A transactional view is the snapshot of data that a transaction observes during execution.
In a concurrent, multi-user environment, conflicting transactions can run simultaneously at any point. As a result, each transaction receives its individual data view to guarantee consistency and isolation.
For example, consider the following complex scenario within a three-node cluster, as indicated by servers A, B, and C in the graphic.
Server A computes the UST as 4
Server B computes the UST as 5
Server C computes the UST as 3
Given this scenario, all three servers retain a causally consistent version of the database that remains readable. This remains true even though each server maintains a distinct view of the UST.
The UST changes on every storage node in the cluster depending on the state of the Big Peer:
- When actively processing transactions, the UST increments.
- When quiescent and inactive, the UST reflects the last transaction produced by the transaction log and does not increment.
The Big Peer uses the GC timestamp to determine which data are candidates for purging across the distributed database, while storage nodes use local GC timestamps to determine which data to purge from its local environment.
Similar to UST, the GC timestamp represents the lowest transaction timestamp in the cluster — all versions within the cluster that fall below the GC timestamp get rolled up or merged, re-writing them as a single value.
The GC timestamp is calculated based on the minimum active read transaction timestamp across the entire cluster.
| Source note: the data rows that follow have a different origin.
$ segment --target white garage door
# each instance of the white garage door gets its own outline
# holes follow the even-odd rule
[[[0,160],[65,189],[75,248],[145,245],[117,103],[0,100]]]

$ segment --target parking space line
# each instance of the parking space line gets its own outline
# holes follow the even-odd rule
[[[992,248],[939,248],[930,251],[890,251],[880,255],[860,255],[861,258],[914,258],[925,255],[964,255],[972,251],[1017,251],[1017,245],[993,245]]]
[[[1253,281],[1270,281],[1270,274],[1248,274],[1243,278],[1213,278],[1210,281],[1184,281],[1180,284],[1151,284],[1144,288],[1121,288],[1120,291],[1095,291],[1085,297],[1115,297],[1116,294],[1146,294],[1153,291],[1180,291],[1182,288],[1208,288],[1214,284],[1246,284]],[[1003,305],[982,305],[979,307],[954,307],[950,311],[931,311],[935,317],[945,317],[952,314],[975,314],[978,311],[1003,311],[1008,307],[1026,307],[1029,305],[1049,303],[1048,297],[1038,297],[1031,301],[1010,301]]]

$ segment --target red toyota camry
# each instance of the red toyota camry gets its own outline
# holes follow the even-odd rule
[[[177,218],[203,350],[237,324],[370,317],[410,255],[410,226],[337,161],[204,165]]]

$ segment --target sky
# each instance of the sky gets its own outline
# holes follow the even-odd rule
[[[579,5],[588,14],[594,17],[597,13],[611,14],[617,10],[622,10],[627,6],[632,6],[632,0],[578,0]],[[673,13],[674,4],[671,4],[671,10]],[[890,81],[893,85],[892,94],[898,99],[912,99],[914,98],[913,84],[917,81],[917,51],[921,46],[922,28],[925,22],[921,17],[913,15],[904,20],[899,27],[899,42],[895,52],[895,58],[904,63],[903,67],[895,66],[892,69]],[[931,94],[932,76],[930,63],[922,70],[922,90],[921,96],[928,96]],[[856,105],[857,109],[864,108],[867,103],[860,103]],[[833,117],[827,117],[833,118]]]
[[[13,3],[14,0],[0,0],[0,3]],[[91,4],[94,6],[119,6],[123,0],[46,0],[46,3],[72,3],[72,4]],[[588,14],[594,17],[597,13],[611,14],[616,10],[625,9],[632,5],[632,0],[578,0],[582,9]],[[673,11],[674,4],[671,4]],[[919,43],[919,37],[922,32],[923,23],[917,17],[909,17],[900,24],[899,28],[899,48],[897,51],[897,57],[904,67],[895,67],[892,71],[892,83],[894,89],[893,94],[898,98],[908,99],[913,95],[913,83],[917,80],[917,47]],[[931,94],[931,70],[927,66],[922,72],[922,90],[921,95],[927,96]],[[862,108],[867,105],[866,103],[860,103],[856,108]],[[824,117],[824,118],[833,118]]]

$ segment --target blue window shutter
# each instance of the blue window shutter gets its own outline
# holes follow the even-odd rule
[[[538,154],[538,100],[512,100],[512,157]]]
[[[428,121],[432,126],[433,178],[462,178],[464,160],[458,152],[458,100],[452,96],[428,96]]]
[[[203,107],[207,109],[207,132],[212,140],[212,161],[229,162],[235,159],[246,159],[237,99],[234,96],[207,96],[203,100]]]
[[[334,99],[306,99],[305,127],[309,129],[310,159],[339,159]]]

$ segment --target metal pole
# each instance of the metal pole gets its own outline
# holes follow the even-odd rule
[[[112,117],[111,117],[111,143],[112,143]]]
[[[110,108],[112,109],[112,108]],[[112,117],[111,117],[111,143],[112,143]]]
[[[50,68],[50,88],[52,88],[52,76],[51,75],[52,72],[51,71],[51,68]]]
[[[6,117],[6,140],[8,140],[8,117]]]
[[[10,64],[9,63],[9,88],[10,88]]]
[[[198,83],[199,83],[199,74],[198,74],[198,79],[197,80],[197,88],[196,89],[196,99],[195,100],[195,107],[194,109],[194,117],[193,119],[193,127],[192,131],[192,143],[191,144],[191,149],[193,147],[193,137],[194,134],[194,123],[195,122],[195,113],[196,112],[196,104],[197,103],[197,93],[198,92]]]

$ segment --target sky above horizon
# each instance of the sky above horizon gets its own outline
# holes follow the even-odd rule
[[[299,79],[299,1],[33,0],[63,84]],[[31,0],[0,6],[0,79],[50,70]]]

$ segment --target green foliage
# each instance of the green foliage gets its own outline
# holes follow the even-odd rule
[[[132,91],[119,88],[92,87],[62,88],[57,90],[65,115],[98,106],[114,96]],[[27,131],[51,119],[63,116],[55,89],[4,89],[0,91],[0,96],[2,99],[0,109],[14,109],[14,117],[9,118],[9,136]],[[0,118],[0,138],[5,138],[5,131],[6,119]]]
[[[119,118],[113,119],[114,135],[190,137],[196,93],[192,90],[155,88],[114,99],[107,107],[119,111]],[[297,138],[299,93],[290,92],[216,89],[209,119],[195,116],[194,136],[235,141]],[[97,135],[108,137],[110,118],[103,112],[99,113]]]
The local GC timestamp is the highest transaction below the minimum read transaction.
After the query is completed, the Read Transaction is purged from memory, allowing the GC timestamp to increase.
The UST and the GC work together to form a sliding window of versions over the database. This window represents the timestamp versions at which a causally consistent query can execute.
The coordinator assigns a predetermined timestamp to the query for each partition. Typically, this timestamp matches the UST at the coordinator's location but can fall between the cluster-wide garbage collection (GC) timestamps and the UST.
When a node coordinates a read transaction, it maintains certain metadata in memory, indicating the UST's value at the transaction's start.
This data helps calculate the local GC timestamp that the node shares during gossip:
- When a node is not actively executing a read transaction, to ensure continuous progress, it continues to gossip its view of the UST as the GC timestamp.
- In a quiet cluster with no ongoing reads, the GC timestamp matches the UST, resulting in only one version of each data item.